🤖 AI Summary
Recommendation systems have long suffered from ID dependency, hindering transferability across platforms with no user or item overlap. To address this, we propose the first ID-free, end-to-end recommendation framework leveraging raw multimodal feedback (e.g., text and images), eliminating conventional ID-based embeddings. Our approach adopts a pretraining-and-transfer paradigm to learn modality-aware unified representations and a task-agnostic recommendation architecture. Key contributions include: (1) an ID-free modeling paradigm; (2) multimodal feature encoding coupled with contrastive cross-task representation alignment; and (3) cross-domain transfer capability without shared entities. We validate effectiveness across four real-world domains; source/target data scaling experiments demonstrate strong robustness. Our method significantly improves cold-start and cross-platform recommendation performance, establishing a new paradigm for general-purpose recommendation systems.
📝 Abstract
Learning large-scale pre-trained models on broad-ranging data and then transfer to a wide range of target tasks has become the de facto paradigm in many machine learning (ML) communities.

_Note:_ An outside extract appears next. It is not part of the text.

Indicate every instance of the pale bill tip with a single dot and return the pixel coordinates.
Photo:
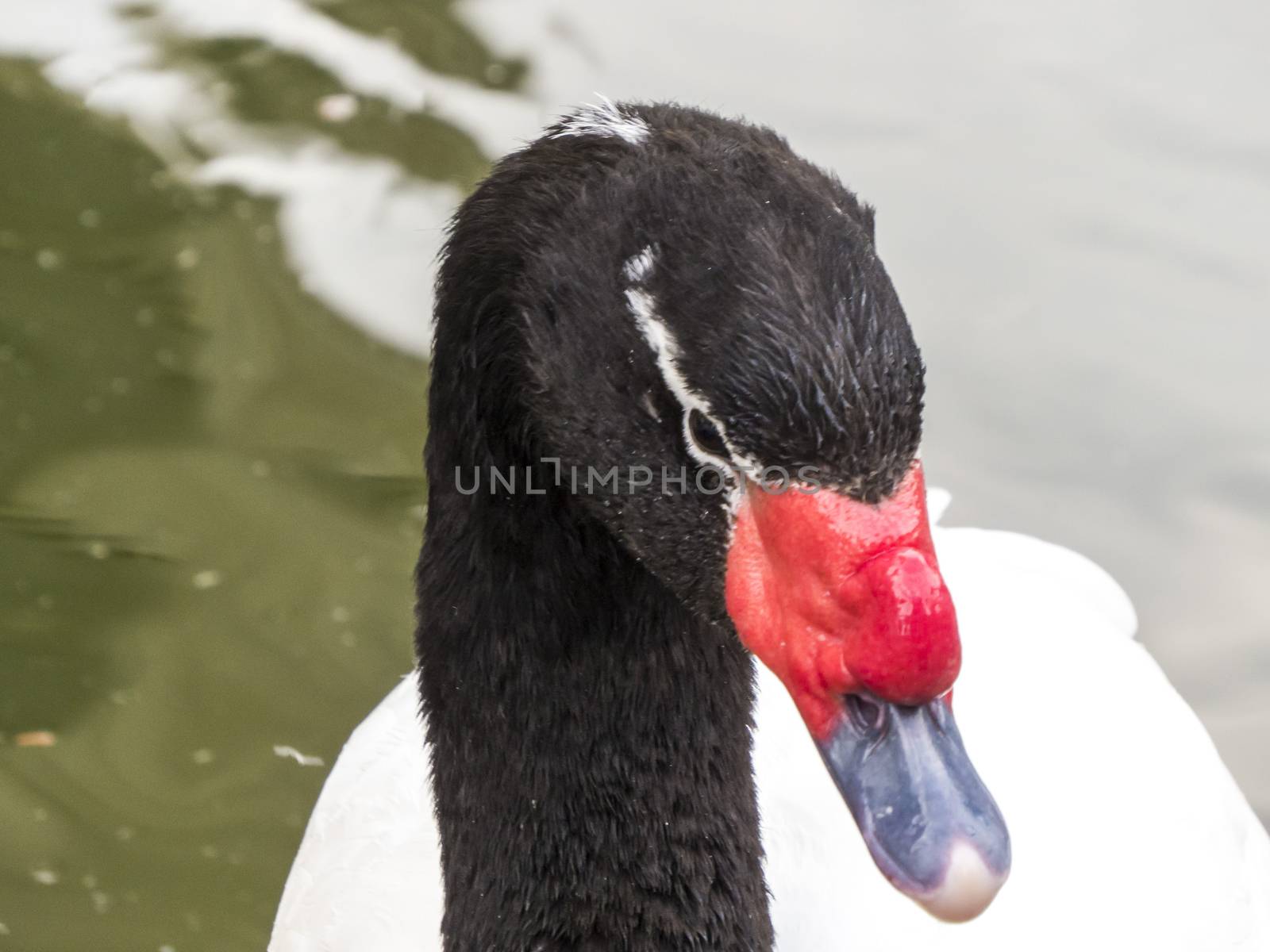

Such big models are not only strong performers in practice but also offer a promising way to break out of the task-specific modeling restrictions, thereby enabling task-agnostic and unified ML systems. However, such a popular paradigm is mainly unexplored by the recommender systems (RS) community. A critical issue is that standard recommendation models are primarily built on categorical identity features. That is, the users and the interacted items are represented by their unique IDs, which are generally not shareable across different systems or platforms. To pursue the transferable recommendations, we propose studying pre-trained RS models in a novel scenario where a user's interaction feedback involves a mixture-of-modality (MoM) items, e.g., text and images. We then present TransRec, a very simple modification made on the popular ID-based RS framework. TransRec learns directly from the raw features of the MoM items in an end-to-end training manner and thus enables effective transfer learning under various scenarios without relying on overlapped users or items. We empirically study the transferring ability of TransRec across four different real-world recommendation settings. Besides, we look at its effects by scaling source and target data size. Our results suggest that learning neural recommendation models from MoM feedback provides a promising way to realize universal RS.